Well the doors of perceptions are open, i could have said no i wont go to your stupid rave but there my friends and i most come if they seek my presence, they like having me around.

But anyway ahmm. yes josquin missa and (dramaticc drum rolls) his infamous motets..
All i heard from Josquin was one of one missa and his chansons, now im lisening to a full cd of Josquin motets, hmm jeez the motets are like a full place in a fancy restorant....

Josquin was a class act an artist, his geneous emulated the geneous of J-S Bach not the right word seem to paralel.He was the J.s bach of his time...

His chansons may seem simple his missa interrestings but his motets fantastic im thrill...
and i would be if i were sober, but see i stick to the music, like a proffessional, i try to be somesort of musicologist of this foggy era of early renaissance has my speciality...

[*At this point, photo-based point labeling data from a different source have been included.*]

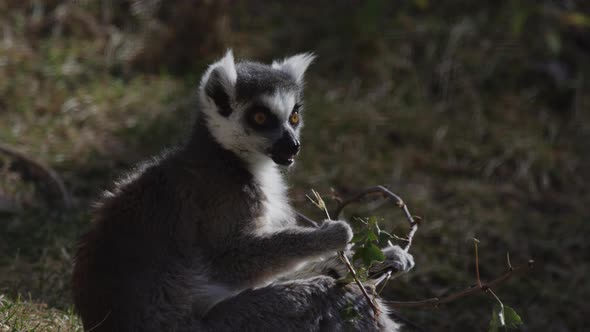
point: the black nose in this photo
(285, 148)
(296, 145)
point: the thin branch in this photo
(413, 221)
(434, 302)
(41, 172)
(475, 242)
(319, 202)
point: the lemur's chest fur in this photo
(276, 212)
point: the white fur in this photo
(295, 65)
(231, 134)
(278, 213)
(281, 104)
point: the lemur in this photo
(202, 238)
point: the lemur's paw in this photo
(396, 261)
(335, 234)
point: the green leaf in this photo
(495, 322)
(513, 320)
(368, 254)
(371, 236)
(359, 238)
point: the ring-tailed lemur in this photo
(203, 238)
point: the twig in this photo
(40, 171)
(434, 302)
(319, 202)
(413, 221)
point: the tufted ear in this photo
(218, 84)
(295, 65)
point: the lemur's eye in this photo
(260, 118)
(294, 118)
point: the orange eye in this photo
(260, 118)
(294, 118)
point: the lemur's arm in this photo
(396, 260)
(257, 255)
(315, 304)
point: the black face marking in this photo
(271, 122)
(295, 117)
(255, 79)
(216, 91)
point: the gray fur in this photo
(197, 240)
(255, 79)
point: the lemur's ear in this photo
(295, 65)
(218, 83)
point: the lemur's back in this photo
(142, 252)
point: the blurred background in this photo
(475, 112)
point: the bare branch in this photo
(387, 194)
(434, 302)
(40, 172)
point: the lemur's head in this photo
(254, 109)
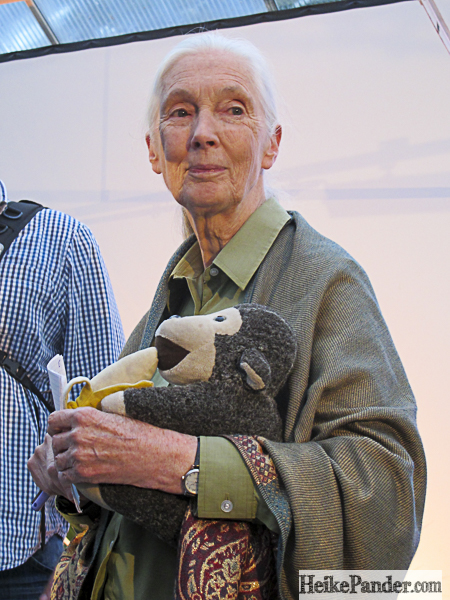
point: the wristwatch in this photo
(189, 480)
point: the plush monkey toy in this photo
(227, 367)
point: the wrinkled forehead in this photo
(214, 71)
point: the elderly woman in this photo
(346, 487)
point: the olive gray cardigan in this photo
(351, 468)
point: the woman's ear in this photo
(271, 154)
(153, 155)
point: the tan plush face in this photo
(194, 335)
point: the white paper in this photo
(58, 382)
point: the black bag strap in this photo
(18, 373)
(13, 218)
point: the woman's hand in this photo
(43, 470)
(95, 447)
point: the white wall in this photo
(365, 157)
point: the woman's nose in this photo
(204, 133)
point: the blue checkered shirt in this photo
(55, 298)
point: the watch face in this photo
(191, 482)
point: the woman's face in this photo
(213, 141)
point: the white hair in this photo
(212, 40)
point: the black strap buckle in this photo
(19, 374)
(12, 213)
(12, 367)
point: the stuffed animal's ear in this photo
(256, 368)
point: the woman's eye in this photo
(180, 112)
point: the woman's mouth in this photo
(205, 170)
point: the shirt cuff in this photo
(225, 487)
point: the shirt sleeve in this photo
(93, 332)
(226, 489)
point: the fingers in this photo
(42, 468)
(61, 420)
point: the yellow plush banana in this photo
(134, 370)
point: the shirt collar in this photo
(252, 241)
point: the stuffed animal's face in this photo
(185, 345)
(248, 340)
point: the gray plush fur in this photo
(223, 405)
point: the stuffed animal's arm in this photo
(200, 409)
(134, 370)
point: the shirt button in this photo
(226, 506)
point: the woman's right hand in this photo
(42, 468)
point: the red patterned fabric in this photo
(229, 560)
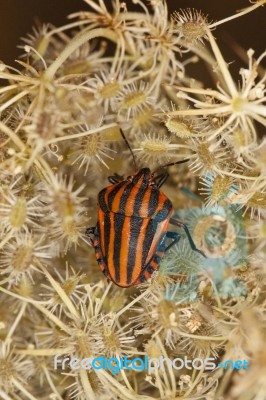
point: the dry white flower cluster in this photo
(61, 114)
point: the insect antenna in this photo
(170, 164)
(133, 156)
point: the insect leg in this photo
(160, 179)
(172, 235)
(90, 232)
(191, 241)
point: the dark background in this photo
(17, 18)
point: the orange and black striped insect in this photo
(132, 226)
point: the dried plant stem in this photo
(51, 384)
(23, 390)
(75, 43)
(61, 293)
(17, 320)
(44, 352)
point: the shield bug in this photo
(132, 226)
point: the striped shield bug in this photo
(132, 226)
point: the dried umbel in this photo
(75, 87)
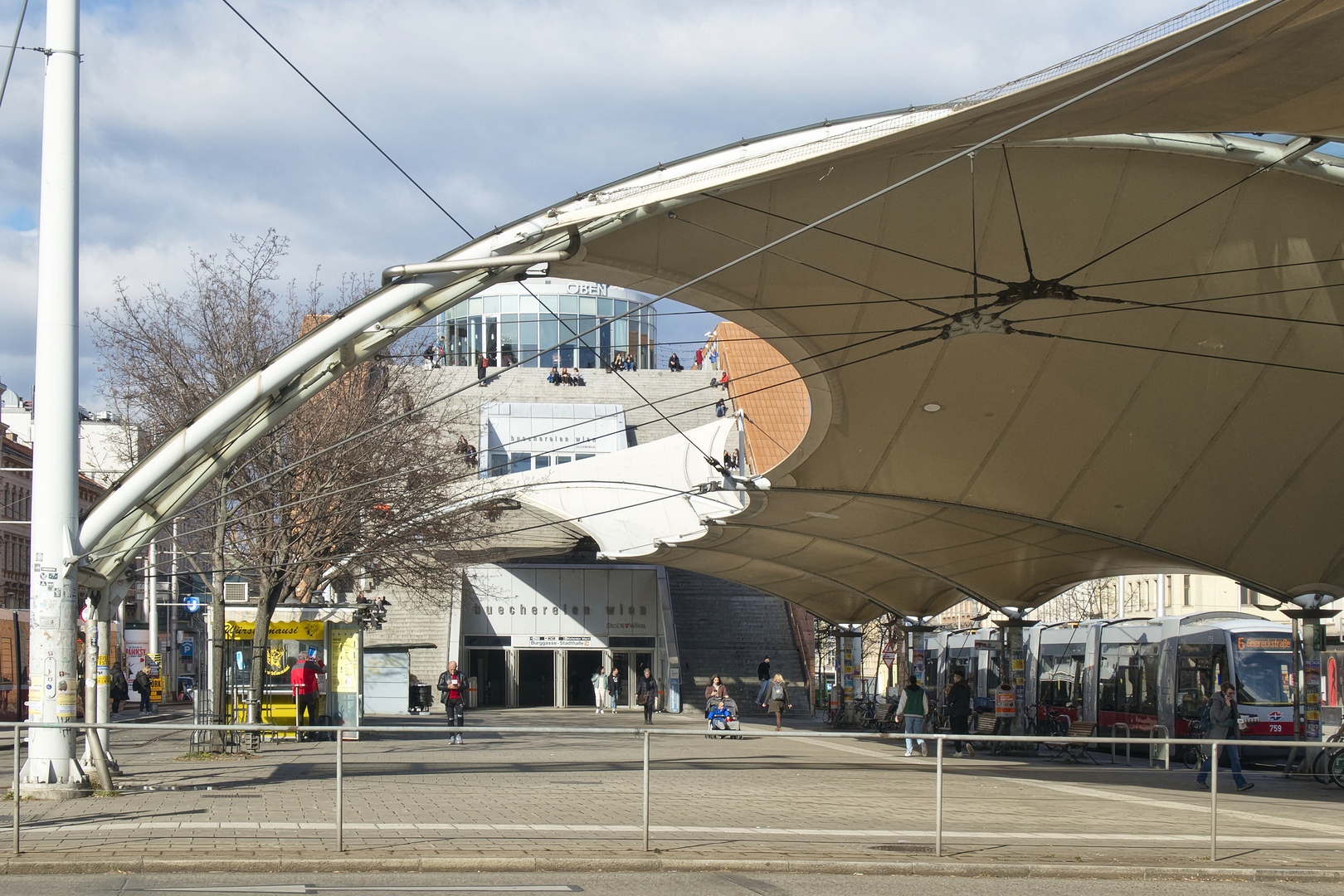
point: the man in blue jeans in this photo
(763, 674)
(1222, 715)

I gather cd i digest the music i lisen to it over and over..musicologist???
Anyone can see the beauty in Josquin work, the perfect harmony, the motets are like
the language of the soul(maybe) OR (sort of).

Josquin and Ockeghem are to me godfathers of early renaissance, if someone clearly bash them
i will raise hell against them(joking), but really you just got to hear his music closely.

Im a passionated man when it come to voice of the soull vocal music, to me a good vocal work
his like a painting of greatness of ''grandeure''.

Once i heard a guys on TC said he never knew Josquin could rival Dufay in is territory, guess again
some preffer josquin to Dufay.To me this is diffferent species both worth checking out.

But in the end the problem whit me his im so bias when it come to franco-flemish genieous, i feel
small like a small man when i see these giants of there respective disciple artform thus said music.

Have a nice day or night whatever suit you...

:tiphat:


----------



## Mandryka (Feb 22, 2013)

I know some other people who would say his motets were his best work.


----------